INTRODUCTION

Bronchiolitis obliterans (BO) is characterized by the progression of fixed small-airway obstruction and is associated with chronic graft-versus-host disease (GVHD) after allogeneic hematopoietic stem cell transplantation (HSCT) [1]. Biopsy specimens usually show bronchiolitis involving the small airways and fibrinous obliteration of the lumens of the respiratory bronchioles. The overall prevalence of BO is 5.5%, while prevalence in patients who survived at least 1 year after HSCT is 10% and 16% in all patients with chronic GVHD. The prognosis of BO is poor, with an overall survival rate of 44% at 2 years and 13% at 5 years [2]. Consequently, BO is one of the major obstacles to post-HSCT survival.

In the progression of BO, many risk factors, including respiratory tract infection and drug side effects can aggravate ventilation and cause respiratory failure [2]. Overcoming acute exacerbation of BO is crucial to improving its long-term prognosis.

Pumpless extracorporeal interventional lung assist (iLA) is useful for supporting the pulmonary function in patients with severe hypercapnia and moderate hypoxia [3–6]. Here, we report on a patient with hypercapnic respiratory failure of BO after allogeneic peripheral blood stem cell transplantation (PBSCT) that was successfully overcome with iLA for the first time.

CASE

A 23-year-old female was diagnosed with acute lymphocytic leukemia (ALL) and underwent allogenic PBSCT after high-dose chemotherapy on 20 April 2011. Six months later, she developed an erythematous maculopapular skin rash, and a biopsy confirmed cutaneous GVHD. She also developed watery diarrhea with elevated serum liver enzymes, which suggested GVHD in the gastrointestinal tract and liver. After steroid pulse therapy, her symptoms and signs improved and she was kept on oral systemic steroid medication.

Twelve months after allogeneic PBSCT, she was admitted to the authors’ hospital with progressive shortness of breath and cough. A pulmonary function test revealed a severe obstructive pattern, with forced expiratory volume in one second (FEV₁) of 0.7 L, 20% of the predicted values, and a forced vital capacity (FVC) of 1.91 L, 43% of the predicted values. The FEV₁/FVC ratio was 37% (Fig. 1). Diffuse air trapping in both lungs and bronchial wall thickening and bronchiectasis observed on her chest computed tomography (CT) were compatible with BO(Fig. 2). Immune suppressants, including corticosteroid, were administered and her symptoms showed gradual improvement.
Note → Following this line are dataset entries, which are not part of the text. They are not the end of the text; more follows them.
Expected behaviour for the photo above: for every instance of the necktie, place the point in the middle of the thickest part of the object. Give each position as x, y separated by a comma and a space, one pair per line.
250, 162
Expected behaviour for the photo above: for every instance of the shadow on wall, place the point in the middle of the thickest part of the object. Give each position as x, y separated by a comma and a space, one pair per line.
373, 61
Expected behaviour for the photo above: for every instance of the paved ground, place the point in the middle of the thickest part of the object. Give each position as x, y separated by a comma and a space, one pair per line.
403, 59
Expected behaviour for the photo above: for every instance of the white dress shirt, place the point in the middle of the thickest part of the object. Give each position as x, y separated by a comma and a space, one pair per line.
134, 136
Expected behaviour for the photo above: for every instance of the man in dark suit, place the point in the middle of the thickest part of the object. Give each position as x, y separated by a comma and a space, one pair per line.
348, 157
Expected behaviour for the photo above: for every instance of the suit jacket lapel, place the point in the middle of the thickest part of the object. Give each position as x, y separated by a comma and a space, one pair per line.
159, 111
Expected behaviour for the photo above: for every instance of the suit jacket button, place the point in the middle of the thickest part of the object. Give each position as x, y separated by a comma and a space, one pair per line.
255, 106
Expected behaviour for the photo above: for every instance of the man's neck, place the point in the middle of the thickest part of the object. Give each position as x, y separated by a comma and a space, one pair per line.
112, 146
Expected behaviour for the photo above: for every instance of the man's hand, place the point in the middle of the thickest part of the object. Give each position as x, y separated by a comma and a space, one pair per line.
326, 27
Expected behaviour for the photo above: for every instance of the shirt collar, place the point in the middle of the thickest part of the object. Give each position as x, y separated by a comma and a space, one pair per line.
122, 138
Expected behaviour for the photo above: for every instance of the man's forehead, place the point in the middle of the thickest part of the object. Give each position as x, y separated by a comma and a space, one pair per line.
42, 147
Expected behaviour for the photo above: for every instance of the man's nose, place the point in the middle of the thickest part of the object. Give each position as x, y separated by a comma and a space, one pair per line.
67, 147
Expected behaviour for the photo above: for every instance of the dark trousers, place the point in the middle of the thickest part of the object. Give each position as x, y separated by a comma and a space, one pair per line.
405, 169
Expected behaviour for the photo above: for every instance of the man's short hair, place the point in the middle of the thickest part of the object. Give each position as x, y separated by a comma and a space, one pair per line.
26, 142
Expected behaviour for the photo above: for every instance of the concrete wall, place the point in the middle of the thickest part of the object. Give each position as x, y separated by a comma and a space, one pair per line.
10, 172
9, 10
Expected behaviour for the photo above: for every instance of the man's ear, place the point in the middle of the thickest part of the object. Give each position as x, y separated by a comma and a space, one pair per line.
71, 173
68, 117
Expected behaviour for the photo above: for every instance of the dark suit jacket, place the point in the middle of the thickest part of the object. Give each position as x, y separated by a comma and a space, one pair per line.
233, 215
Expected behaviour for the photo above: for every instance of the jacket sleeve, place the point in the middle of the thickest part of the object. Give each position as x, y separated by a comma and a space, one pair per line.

Five months later, she complained of severe dyspnea and fever, and there was expiratory wheezing throughout her lungs. A paranasal sinus X-ray showed right maxillary sinusitis, while a chest X-ray showed minimal peribronchial infiltration in the right lower lung field. She was treated with broad-spectrum antibiotics and bronchodilators without much improvement. Her dyspnea worsened, and an arterial blood gas analysis (ABGA) showed a pH of 7.19, PaCO₂ of 120 mmHg, PaO₂ of 169mmHg. She was transferred to the Intensive Care Unit, and non-invasive ventilation was initially administered. However, her CO₂ retention worsened and she became stuporous. She was intubated immediately and placed on mechanical ventilation. Despite use of optimized ventilator care and neuromuscular blockade, her hypercapnia and respiratory acidosis worsened rapidly, and the peak airway pressure became elevated. Eventually, ABGA showed a pH of 7.12, PaCO₂ of 143mmHg, PaO₂ of 139mmHg. For immediate removal of CO₂, iLA was applied as rescue therapy. One hour after the iLA application, her hypercapnia showed a dramatic decrease. Six hours later, PaCO₂ had decreased to 85mmHg while the pH increased to 7.38 (Fig. 3). A few hours later, the patient was extubated and supplied with oxygen via a high-flow nasal cannula. Her respiratory infection showed gradual improvement. She was successfully weaned off the iLA after 12 days. Without the iLA, the patient’s PaCO₂ and the pH remained stable (Fig. 3). She was transferred to a general ward the next day and was placed under hospice care.

DISCUSSION

BO is the most common late non-infectious pulmonary complication of allogeneic HSCT. The National Institutes of Health and other reviewers have published the clinical criteria for the diagnosis of BO. The criteria include (1) the absence of active infection in the respiratory tract, (2) a FEV₁ <75% of the predicted normal, (3) a FEV₁/FVC ratio <0.7 and a residual volume >120% of the predicted normal, and (4) evidence of air trapping, small airway thickening, or bronchiectasis on a high-resolution CT or pathologic confirmation of constrictive bronchiolitis. If a pathological diagnosis is not made, another manifestation of chronic GVHD is needed [7,8]. In the case presented, the patient met the criteria for the clinical diagnosis of BO even without a biopsy. Patients with BO often develop hypercapnia through an imbalance of the delicate respiratory dynamic state due to events such as infection or progression of the BO itself.

Despite the many clinical studies on treatment strategies for BO after HSCT, there is still no definitive treatment. Treatment of BO consists of corticosteroid and immunosuppressive drugs such as cyclosporine A or tacrolimus [9]. When the conventional immunosuppressive treatment is ineffective, the 2-year survival rate is 20% [10]. A few papers have recently reported on lung transplantation (LT) for BO complicated by HSCT, and suggested LT as an effective therapy for respiratory failure secondary to BO[9]. However, LT leads to high post-operative risk of rejection and infection, and finding a suitable lung donor is difficult. Despite these difficulties, LT is a feasible treatment option for refractory lung diseases such as BO[3]. In this case, however, the patient and her family preferred hospice care to LT.

Currently, iLA is an effective bridge to LT in patients with ventilation-refractory hypercapnia [3,4], and is widely used to rescue the patient from reversible hypercapnic respiratory failure, including asthma [5]. The iLA uses an arterio-venous approach without a pump and with an artificial membrane for CO₂ elimination, thus there is a limit to its application for treatment of severe hypoxemic and hemodynamically unstable patients. Nevertheless, iLA implantation is easier to perform and has significantly fewer side effects such as hemolysis, infection, renal insufficiency, and bleeding than extracorporeal membrane oxygenation (ECMO).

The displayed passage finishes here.